This is an unofficial snapshot of the ISO/IEC JTC1 SC22 WG21 Core Issues List revision 116c. See http://www.open-std.org/jtc1/sc22/wg21/ for the official list.
2025-03-14
Originally, a pack expansion could not expand into a fixed-length template parameter list, but this was changed in N2555. This works fine for most templates, but causes issues with alias templates.
In most cases, an alias template is transparent; when it's used in a template we can just substitute in the dependent template arguments. But this doesn't work if the template-id uses a pack expansion for non-variadic parameters. For example:
template<class T, class U, class V>
struct S {};
template<class T, class V>
using A = S<T, int, V>;
template<class... Ts>
void foo(A<Ts...>);
There is no way to express A<Ts...> in terms of S, so we need to hold onto the A until we have the Ts to substitute in, and therefore it needs to be handled in mangling.
Currently, EDG and Clang reject this testcase, complaining about too few template arguments for A. G++ did as well, but I thought that was a bug. However, on the ABI list John Spicer argued that it should be rejected.
(See also issue 1558.)
Notes from the October, 2012 meeting:
The consensus of CWG was that this usage should be prohibited, disallowing use of an alias template when a dependent argument can't simply be substituted directly into the type-id.
Additional note, April, 2013:
For another example, consider:
template<class... x> class list{};
template<class a, class... b> using tail=list<b...>;
template <class...T> void f(tail<T...>);
int main() {
f<int,int>({});
}
There is implementation variance in the handling of this example.
CWG 2022-11-11
There is no more implementation divergence; all known implementations reject the example.
Additional notes (January, 2025)
Using pack-index-specifiers allows to express some such substitutions, but not others. In the below example, we cannot express X. And while we can express Y, we cannot deduce through the replacement.
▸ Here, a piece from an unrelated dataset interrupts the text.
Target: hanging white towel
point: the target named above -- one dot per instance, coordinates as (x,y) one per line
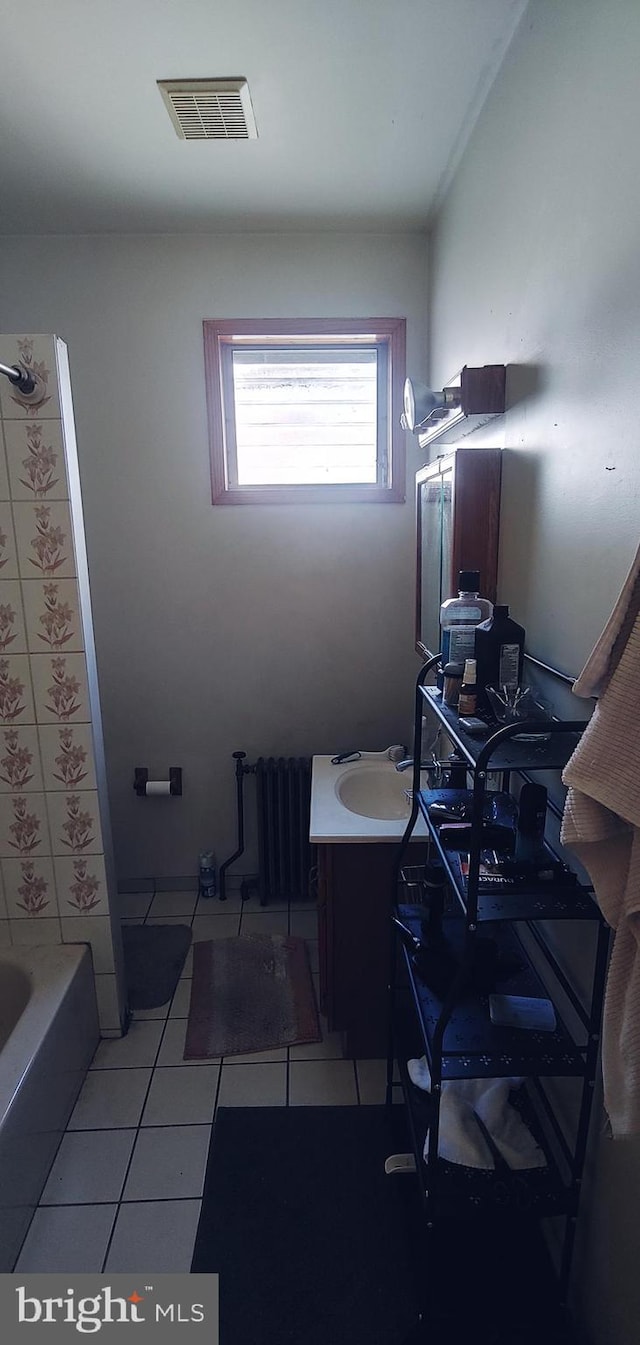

template<typename A, typename...T> using X = std::tuple<T...>; template<typename A, typename...T> using Y = A; template<typename ...U> void f(X<U...> x, Y<U...> y);
Additional notes (March, 2025)
There is still implementation divergence for the following example:
template <template <typename...> class T> struct Template {
template <typename... Us> using type = T<Us...>;
};
template <class T> struct X { static constexpr T value = T(); };
template <class T> using alias = X<T>;
int main() { return Template<alias>::type<int>::value; }
GCC and EDG accept, clang rejects.
Also consider:
template <template <int...> class T> struct Template {
template <int... Us> using type = T<Us...>;
};
template <T1 N> struct X { static constexpr int value = 0; };
template <T2 N> using alias = X<N>;
If T1 = T2 = int, GCC and EDG accept and MSVC and Clang reject. If T1 = int and T2 = short, GCC accepts and everyone else rejects. If T1 = short and T2 = int, EDG accepts and everyone else rejects. See also issues 1979 and 1286; the alias template above would be considered "simple" only if T1 = T2.